Although it is human nature to want to jump at the first plea for help, a better tactic would be to take time to check on the whereabouts of the relative in question.
A few minutes – even an hour – is not a long delay, and that time may well serve to protect folks from a lifetime of regret and hardship.
These scam phone calls are widespread and seem to have increased recently.
One family, in Pocahontas County, who was scammed out of $5,000 this week wants their experience reported so as to prevent others from following in their good-intentioned footsteps.
Names and phone numbers of potential victims are easy to come by these days.

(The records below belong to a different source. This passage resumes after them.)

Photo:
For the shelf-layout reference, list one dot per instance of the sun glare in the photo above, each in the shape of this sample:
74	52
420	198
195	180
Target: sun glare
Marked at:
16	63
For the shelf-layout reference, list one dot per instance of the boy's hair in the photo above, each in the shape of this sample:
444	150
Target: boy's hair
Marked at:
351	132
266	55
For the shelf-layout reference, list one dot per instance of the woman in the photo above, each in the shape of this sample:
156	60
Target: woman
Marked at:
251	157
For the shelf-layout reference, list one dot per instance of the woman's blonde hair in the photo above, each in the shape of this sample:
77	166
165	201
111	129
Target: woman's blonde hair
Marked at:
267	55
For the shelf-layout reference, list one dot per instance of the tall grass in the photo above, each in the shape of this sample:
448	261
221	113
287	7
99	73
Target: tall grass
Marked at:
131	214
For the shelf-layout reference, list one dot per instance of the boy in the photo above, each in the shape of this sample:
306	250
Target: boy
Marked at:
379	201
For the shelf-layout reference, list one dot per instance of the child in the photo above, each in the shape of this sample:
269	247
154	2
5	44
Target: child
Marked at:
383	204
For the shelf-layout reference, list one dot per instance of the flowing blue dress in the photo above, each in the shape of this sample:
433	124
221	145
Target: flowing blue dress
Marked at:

The calls all begin the same, and the caller has just enough information to get the ball rolling.
“Hello, Aunt [Mary]. Do you know who this is?”
Without thinking, a nephew's name is blurted out. The offender takes on the identity, and the scam is on.
The “relative” is usually presented to be a young man who has found himself in jail following a wreck and arrest for DUI, or some other accident. The aftermath of a Bachelor Party is usually reported to be the cause of his dilemma.
In an attempt to disguise his voice the “relative” is usually crying, and a second individual takes over the call – soon to be known as “the lawyer.”
This second individual does the negotiating with regard to getting your “nephew” out of jail. He asks that you send $2,500 in order for the judge to release your family member – and the scam continues.
Money must be sent by Western Union.
No credit cards.
Once the initial $2,500 is sent, the calls continue.
The “nephew” says he has to pay the car rental company for damages – another $2,500.
The calls continue until the scam is figured out. But unfortunately, for some people, it comes to a costly end.
The phone number and names that were associated with this week's scam are as follow: 438-935-7902; Allen Elder, Jr. and David Wiseman – the “lawyer.” One call reportedly showed up on Caller ID as “Canada.”
If you suspect that you are a victim of a phone scam – hang up immediately.
Never send money by Western Union unless you are absolutely sure of the intended receiver.
Report all suspicious phone calls to the West Virginia State Police and or the Pocahontas County Sheriff's Department.
This most recent scam was also reported to the FBI.
But once the money has changed hands, there is little that can be done.
Be prepared, be forewarned and protect yourself.